Case Study I, 2006
Dia-Projektion, Foto: J. Albert C. Uy
Aesthetics as a Way of Survival, 2009 video still
Gypsum Ellipse, 2009
Messing Ellipse, 2009
Circular Shadow, 2009 und Messing Ellipse, 2009
Marble Untitled, 2009
Circular Shadow, 2009 und Marble Untitled, 2009
30 May - 9 August 2009
Germaine Kruip
Aesthetics as a Way of Survival
The solo exhibition of the Dutch artist Germaine Kruip (born 1970) will present new artworks especially created for the show. Upon entering the stage-like spaces—equipped with minimal means—Kruip makes the viewer the actual agent in her spatial interventions. She confronts the viewer with the question of the relationship between fiction and reality, authenticity and representation. Are we dealing with representations of reality or constructs, portrayals or inventions?
The subtitle Aesthetics as a Way of Survival is derived from the eponymous film that Kruip made earlier this year with Renske Janssen in North Eastern Australia and as such forms the thematic starting point of the exhibition. The film presents the male bowerbird building elaborately designed bowers—mock nests that are constructed according to purely aesthetic criteria and that are indeed reminiscent of artworks. In this way the birds also place fine, coloured touches using found materials. The bowers are supposed to attract the female bowerbird and form the centrepiece of a precisely choreographed courtship display. The male practices his patterns of movement around the bower in advance of the mating season—occasionally with the aid of another male bird, occasionally or so it would seem, for Kruip’s camera.

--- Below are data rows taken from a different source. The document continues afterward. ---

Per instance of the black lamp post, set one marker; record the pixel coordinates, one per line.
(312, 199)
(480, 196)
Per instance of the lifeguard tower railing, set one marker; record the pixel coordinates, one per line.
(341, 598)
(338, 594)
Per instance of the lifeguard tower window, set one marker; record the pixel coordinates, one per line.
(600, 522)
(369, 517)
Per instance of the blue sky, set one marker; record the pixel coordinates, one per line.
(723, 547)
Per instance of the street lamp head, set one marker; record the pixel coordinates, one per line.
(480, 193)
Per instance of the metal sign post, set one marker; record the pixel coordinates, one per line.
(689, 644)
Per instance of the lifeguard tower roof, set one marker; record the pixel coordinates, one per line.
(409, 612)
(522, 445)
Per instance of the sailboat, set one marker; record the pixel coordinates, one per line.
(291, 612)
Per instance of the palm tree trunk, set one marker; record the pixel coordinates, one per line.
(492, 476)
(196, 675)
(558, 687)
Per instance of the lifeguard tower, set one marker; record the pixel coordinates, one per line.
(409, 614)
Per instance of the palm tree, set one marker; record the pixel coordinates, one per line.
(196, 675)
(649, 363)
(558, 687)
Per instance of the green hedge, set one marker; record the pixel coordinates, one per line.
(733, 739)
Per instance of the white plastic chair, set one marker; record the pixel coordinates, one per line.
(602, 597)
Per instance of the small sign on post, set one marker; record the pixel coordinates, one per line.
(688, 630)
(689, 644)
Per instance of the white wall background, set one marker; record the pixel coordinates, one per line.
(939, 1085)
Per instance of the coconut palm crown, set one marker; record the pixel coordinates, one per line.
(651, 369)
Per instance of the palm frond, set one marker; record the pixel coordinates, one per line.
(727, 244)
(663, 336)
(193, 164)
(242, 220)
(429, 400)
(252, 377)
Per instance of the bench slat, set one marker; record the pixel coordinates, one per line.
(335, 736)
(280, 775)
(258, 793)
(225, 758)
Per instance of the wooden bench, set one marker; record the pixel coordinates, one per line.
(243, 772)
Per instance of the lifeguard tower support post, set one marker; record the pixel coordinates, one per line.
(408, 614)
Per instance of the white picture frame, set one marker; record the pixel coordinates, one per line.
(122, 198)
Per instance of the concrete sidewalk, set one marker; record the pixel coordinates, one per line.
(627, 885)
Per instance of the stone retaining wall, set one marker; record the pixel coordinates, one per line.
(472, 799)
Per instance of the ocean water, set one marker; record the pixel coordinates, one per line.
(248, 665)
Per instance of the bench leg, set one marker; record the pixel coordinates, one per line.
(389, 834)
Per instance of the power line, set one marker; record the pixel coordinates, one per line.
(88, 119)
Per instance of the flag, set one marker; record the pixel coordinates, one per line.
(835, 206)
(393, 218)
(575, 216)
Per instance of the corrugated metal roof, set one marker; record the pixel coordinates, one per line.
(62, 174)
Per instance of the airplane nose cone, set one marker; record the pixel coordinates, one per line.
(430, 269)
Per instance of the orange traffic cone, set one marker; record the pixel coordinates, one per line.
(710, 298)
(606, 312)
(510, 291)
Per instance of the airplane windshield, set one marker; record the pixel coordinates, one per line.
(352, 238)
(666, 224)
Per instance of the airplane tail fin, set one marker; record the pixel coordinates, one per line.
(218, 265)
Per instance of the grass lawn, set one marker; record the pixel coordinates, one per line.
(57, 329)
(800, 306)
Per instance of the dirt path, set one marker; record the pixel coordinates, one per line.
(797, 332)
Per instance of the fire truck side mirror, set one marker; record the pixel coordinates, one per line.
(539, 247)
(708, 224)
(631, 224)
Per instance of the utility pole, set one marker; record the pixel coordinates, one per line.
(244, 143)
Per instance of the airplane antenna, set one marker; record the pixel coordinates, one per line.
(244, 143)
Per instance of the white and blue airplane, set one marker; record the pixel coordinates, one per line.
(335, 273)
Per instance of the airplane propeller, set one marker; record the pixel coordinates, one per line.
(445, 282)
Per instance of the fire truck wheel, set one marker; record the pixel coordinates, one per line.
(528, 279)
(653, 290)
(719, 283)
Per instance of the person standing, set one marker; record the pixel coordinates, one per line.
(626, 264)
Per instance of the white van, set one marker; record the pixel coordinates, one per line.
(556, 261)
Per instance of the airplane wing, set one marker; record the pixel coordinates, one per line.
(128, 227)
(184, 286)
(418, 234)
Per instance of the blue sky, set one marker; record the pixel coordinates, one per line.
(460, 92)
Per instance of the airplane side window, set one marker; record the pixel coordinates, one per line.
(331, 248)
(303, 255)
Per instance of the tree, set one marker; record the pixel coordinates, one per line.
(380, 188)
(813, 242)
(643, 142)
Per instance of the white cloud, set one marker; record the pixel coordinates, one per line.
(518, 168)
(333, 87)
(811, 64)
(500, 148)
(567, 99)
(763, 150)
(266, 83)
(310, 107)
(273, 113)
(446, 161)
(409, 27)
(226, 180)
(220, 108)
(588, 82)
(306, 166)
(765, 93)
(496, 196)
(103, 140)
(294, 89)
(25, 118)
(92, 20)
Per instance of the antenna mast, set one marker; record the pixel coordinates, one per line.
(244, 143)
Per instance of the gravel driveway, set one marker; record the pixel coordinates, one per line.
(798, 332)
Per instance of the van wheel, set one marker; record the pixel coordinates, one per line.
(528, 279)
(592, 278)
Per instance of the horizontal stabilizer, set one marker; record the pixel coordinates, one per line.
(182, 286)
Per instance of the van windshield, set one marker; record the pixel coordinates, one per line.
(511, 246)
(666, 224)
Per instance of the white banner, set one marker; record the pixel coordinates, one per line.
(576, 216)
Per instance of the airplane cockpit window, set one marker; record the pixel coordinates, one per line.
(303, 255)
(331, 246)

Her film about the bowerbird poses the question relating to the »artificial« and the »natural« in a surprisingly new way, encompassing the whole exhibition with this dichotomy. Guided by visual similarities Kruip establishes a number of connections in the exhibition between her different works. Some elements and colours one encounters in the film ‘return' in abstract forms somewhere else in the exhibition space. Two fragile objects Messing Ellipse and Gypsum Ellipse refer to essential shapes in the film and, as the titles suggest, material is as important as form.
The Sunlight Installation, which is installed on the rooftop, causes a subtle dance of light recreating the waving leaves from a tree and the shadows they cast. The installation's elusive quality-its changing visibility in the course of the day as well as its subtleness-clearly contrasts the solid presence of the marble in the first room. The impressive Marble Untitled, shows the flat polished surface of stone but with a drawing that reminds us of a detailed surrealistic painting as well as the natural structure of the mountain it came from. With a striking grain reminiscent of the ellipse-shaped bowers of the birds Marble Untitled steers us into unravelling the boundaries between appearance and being.
Germaine Kruip designed the insert for the 01/09 edition of the Kunstverein für die Rheinlande und Westfalen’s magazine Béton Brut.
The exhibition is co-curated by Renske Janssen and will be accompanied by a catalogue publication.